ASSE President: Efforts to Protect U.S. Workers Is Stalled

Jan. 9, 2012
American Society of Safety Engineers (ASSE) President Terrie S. Norris, CSP, ARM, says that even though recent U.S. fatal occupational injuries reports show a slight decline in work fatalities – 4,547 workers died from on-the-job injuries in 2010 compared with 4,551 in 2009 – it still is a call for action. As ASSE and the occupational safety, health and environmental profession welcomes the New Year, Norris reviewed the immediate challenges ahead for ASSE and the safety profession along with its continued growth worldwide.

“As we move into the next 100 years of protecting people, property and the environment, we face many challenges. But our history shows we meet those challenges head on by finding solutions.” Norris says.

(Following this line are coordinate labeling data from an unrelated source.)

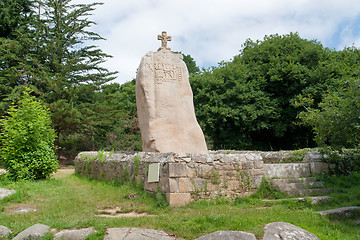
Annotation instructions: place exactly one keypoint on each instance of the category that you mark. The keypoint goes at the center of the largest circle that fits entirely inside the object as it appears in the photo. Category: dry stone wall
(187, 177)
(182, 177)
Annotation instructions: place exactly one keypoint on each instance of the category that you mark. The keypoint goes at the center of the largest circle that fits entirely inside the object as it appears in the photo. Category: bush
(27, 140)
(344, 161)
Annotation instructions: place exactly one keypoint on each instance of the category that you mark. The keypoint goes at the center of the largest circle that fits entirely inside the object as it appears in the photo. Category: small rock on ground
(4, 232)
(6, 192)
(76, 234)
(339, 212)
(136, 233)
(228, 235)
(286, 231)
(35, 231)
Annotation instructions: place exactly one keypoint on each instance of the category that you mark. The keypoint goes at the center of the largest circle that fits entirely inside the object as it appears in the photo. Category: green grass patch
(69, 201)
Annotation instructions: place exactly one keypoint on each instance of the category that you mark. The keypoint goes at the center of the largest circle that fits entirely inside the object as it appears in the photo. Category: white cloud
(212, 31)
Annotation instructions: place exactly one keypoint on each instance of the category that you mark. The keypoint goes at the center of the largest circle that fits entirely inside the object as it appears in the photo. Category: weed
(111, 152)
(124, 176)
(101, 156)
(161, 199)
(266, 191)
(136, 165)
(244, 180)
(214, 177)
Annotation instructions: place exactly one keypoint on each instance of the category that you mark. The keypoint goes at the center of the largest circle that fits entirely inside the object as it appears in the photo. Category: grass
(69, 201)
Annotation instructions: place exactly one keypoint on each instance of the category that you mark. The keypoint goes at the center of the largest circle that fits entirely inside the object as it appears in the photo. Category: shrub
(27, 140)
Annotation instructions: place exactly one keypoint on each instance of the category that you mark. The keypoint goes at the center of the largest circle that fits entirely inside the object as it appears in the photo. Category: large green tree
(52, 53)
(15, 18)
(250, 102)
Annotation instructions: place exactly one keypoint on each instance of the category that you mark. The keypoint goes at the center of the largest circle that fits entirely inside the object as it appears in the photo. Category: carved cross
(164, 38)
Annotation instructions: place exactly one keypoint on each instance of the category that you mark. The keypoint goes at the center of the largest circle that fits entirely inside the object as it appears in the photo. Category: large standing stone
(165, 104)
(286, 231)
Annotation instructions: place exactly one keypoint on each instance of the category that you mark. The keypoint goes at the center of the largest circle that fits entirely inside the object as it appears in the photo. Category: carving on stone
(164, 38)
(165, 105)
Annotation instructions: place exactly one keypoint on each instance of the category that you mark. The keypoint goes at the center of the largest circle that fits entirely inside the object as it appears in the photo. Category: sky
(212, 31)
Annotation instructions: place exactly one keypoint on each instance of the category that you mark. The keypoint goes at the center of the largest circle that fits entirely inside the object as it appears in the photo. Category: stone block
(204, 170)
(178, 199)
(164, 170)
(164, 185)
(198, 184)
(152, 187)
(259, 164)
(173, 185)
(185, 185)
(233, 184)
(178, 170)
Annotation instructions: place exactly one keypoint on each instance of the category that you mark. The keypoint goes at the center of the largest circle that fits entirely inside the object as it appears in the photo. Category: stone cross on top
(164, 38)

Despite the best efforts of ASSE’s members, employers, workers, OSHA and NIOSH, the fact that fatalities have not significantly decreased should be a call for action, not complacency, adds Norris, especially at an economically challenging time when some of the most dangerous industries are not at full employment.

“A statistical plateau of worker fatalities is not an achievement,” she saysd. “But evidence that this nation’s effort to protect workers is stalled. These statistics call for nothing less than a new paradigm in the way this nation protects workers.”

Norris said all stakeholders in occupational safety and health need to come down off the plateau of acceptance and work together to find conciliatory ways that help make sure the economy, jobs and corporate bottom lines can benefit from a safe and healthy work force.

Businesses must not cut back on occupational safety and health systems, according to Norris, who warns such actions will “come back to severely haunt them in the future in the guise of increased health care and workers comp costs, production delays, reputation damage and much, much more.”

According to Norris, other challenges facing the EHS profession and businesses include:

· Risks expected from an aging work population. Many aging workers are delaying retirement due to the economy. Employers should prepare their work environment to meet the needs of aging workers. That would include simple changes such as improving illumination, eliminating heavy lifting, installing skid resistant materials for flooring and much more.
A dearth of EHS resources for small and mid-size businesses. Currently, those businesses employing 50-249 employees have the highest rate of job-related injuries and illnesses in the U.S. today, and the least access to safety and health consultation.

· The demand for EHS professionals continues to go up with employers expected to hire 25,000 new EHS professionals in the next 5 years with NIOSH estimating that there may only be 13,000 new EHS professionals to fill those spots.

“We look forward to the future ahead as we build upon the last century of safety,” Norris says. “We will continue to work to raise awareness about the importance of being safe at work and the value of the safety profession. As I’ve told several ASSE members this past year, I see many unsung heroes when I talk to ASSE members and safety professionals around the world. I tell our members that you many never know the people whose lives you touch, but many remember you.”